100%|██████████| 55/55 [00:00<00:00, 184254.57it/s]


For more numerical stability, instead of the multikernel approach a standard cholesky decomposition can also be performed. 

In [55]:
cho_alphas = g2s.krr.train_cholesky(train_kernel, padded_distances)
cho_pred_distances = g2s.krr.predict_distances(train_kernel, cho_alphas)

100%|██████████| 55/55 [00:00<00:00, 13613.05it/s]


Similar logic applies to the learning of local heavy atom to hydrogen distances.
Don't forget to stack your local environments before training!

In [56]:
print(local_hydrogen.shape)
hydrogen_representation = np.vstack(local_hydrogen)
hydrogen_distances = np.vstack(hydrogen_heavy_dist)
print(hydrogen_representation.shape)

(5,)
(13, 15)


In [57]:
train_kernel = g2s.krr.laplacian_kernel(hydrogen_representation, hydrogen_representation, 32)
train_kernel[np.diag_indices_from(train_kernel)] += 1e-7
hydro_alphas = g2s.krr.train_multikernel(train_kernel, hydrogen_distances)

pred_hydrogen_distances = g2s.krr.predict_distances(train_kernel, hydro_alphas)

100%|██████████| 5/5 [00:00<00:00, 57456.22it/s]


## Geometry Reconstruction, Solving the Distance Geometry Problem

To convert the predicted distance matrices, we have to solve the Distance Geometry Problem!

This problem deals with embedding points in a space, given a specified distance boundary (our predicted distances matrix).

In G2S, we use a software called DGSOL, which solves the DGP even for noisy and/or sparse distance matrices (such as obtained from macromolecular NMR experiments).

Make sure you have added the dgsol binary to your $PATH

In [58]:
# Make sure to filter non-zero distances from the zero-padding we had to apply for training!
nz_pred_distances = g2s.utils.filter_nonzero_distances(pred_distances, padded_nuclear_charges)
dgsol = g2s.dgeom.DGSOL(nz_pred_distances, padded_nuclear_charges, vectorized_input=False)
dgsol.solve_distance_geometry('./test_molecules')

100%|██████████| 5/5 [00:00<00:00, 49.38it/s]


Now you can access the coordinates using `dgsol.coords`

If you want to write xyz's files to disc, you can use some helper functions in G2S such as:

In [59]:
from g2s.utils import write_xyz
write_xyz('./test0.xyz', dgsol.coords[0], dgsol.nuclear_charges[0])

However, the hydrogens are still missing!
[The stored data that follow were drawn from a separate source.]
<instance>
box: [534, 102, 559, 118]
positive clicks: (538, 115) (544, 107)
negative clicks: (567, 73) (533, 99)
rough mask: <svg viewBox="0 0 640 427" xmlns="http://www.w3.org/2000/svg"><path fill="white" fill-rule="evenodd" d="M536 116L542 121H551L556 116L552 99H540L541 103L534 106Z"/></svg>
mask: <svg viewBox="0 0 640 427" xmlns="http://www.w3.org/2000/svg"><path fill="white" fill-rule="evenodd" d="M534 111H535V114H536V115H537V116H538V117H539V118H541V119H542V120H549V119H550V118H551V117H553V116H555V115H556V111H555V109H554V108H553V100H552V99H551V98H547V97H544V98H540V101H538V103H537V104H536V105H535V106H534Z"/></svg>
Let's add them shall we?

In [60]:
from g2s.dgeom import hydrogen_lebedev_reconstruction
from g2s.utils import combine_heavy_hydrogen_coords

The function hydrogen_lebedev_reconstruction constructs a lebedev sphere around a central heavy atom and 
places hydrogens on top of this sphere given the distance constraints we have predicted with our machine.

In [61]:
for i, e in enumerate(sorted(glob('./test_molecules/*'))):
    if heavy_hydrogen_mapping[i].size > 0.:
        h_coords = hydrogen_lebedev_reconstruction(dgsol.coords[i], hydrogen_heavy_dist[i], heavy_hydrogen_mapping[i])
        heavy_c, all_nc = combine_heavy_hydrogen_coords(dgsol.coords[i], h_coords, padded_nuclear_charges[i])
        write_xyz(f'{e}/dgsol_h.xyz', heavy_c, all_nc)
    else:
        write_xyz(f'{e}/dgsol_h.xyz', dgsol.coords[i], dgsol.nuclear_charges[i])

Check out your molecules at `./test_molecules/`!

If you `pip install py3Dmol` you can visualize molecules in juypter notebooks:

In [62]:
# import py3Dmol
# with open('./test_molecules/0001/dgsol_h.xyz', 'r') as infile:
#     xyz = infile.readlines()
# xyz = ''.join(xyz)
# xyzview = py3Dmol.view(width=400,height=400)
# xyzview.addModel(xyz,'xyz')
# xyzview.setStyle({'stick':{'colorscheme':'cyanCarbon'}})
# xyzview.zoomTo()
# xyzview.show()

The G2S package also provides an interface to saturate a molecule using rdkit

In [63]:
from g2s.dgeom.rdkit import embed_hydrogens

In [64]:
for i, e in enumerate(sorted(glob('./test_molecules/*'))):
    if heavy_hydrogen_mapping[i].size > 0.:
        try:
            embedded_coords, embedded_nuclear_charges, new_adj_mat = embed_hydrogens(adj_mat[i], nucl_ch[i], dgsol.coords[i])
        except Exception as err:
            print(f'Structure number {i} failed in RDkit for the following reason:')
            print(err)
            print('------------------')
            continue
        write_xyz(f'{e}/rdkit.xyz', embedded_coords, embedded_nuclear_charges)
    else:
        write_xyz(f'{e}/rdkit.xyz', dgsol.coords[i], dgsol.nuclear_charges[i])

Structure number 1 failed in RDkit for the following reason:
Explicit valence for atom # 1 N, 4, is greater than permitted
------------------
Structure number 2 failed in RDkit for the following reason:
Explicit valence for atom # 2 N, 4, is greater than permitted
------------------
Structure number 3 failed in RDkit for the following reason:
Explicit valence for atom # 2 N, 4, is greater than permitted
------------------


RDKit ERROR: [13:08:20] Explicit valence for atom # 1 N, 4, is greater than permitted
RDKit ERROR: [13:08:20] Explicit valence for atom # 2 N, 4, is greater than permitted
RDKit ERROR: [13:08:20] Explicit valence for atom # 2 N, 4, is greater than permitted


RDkit in general often struggles with Nitrogen's (as you see in the example above). 

Be careful when you use this functionality! RDkit might crash!

(Which is another the reason to use G2S instead)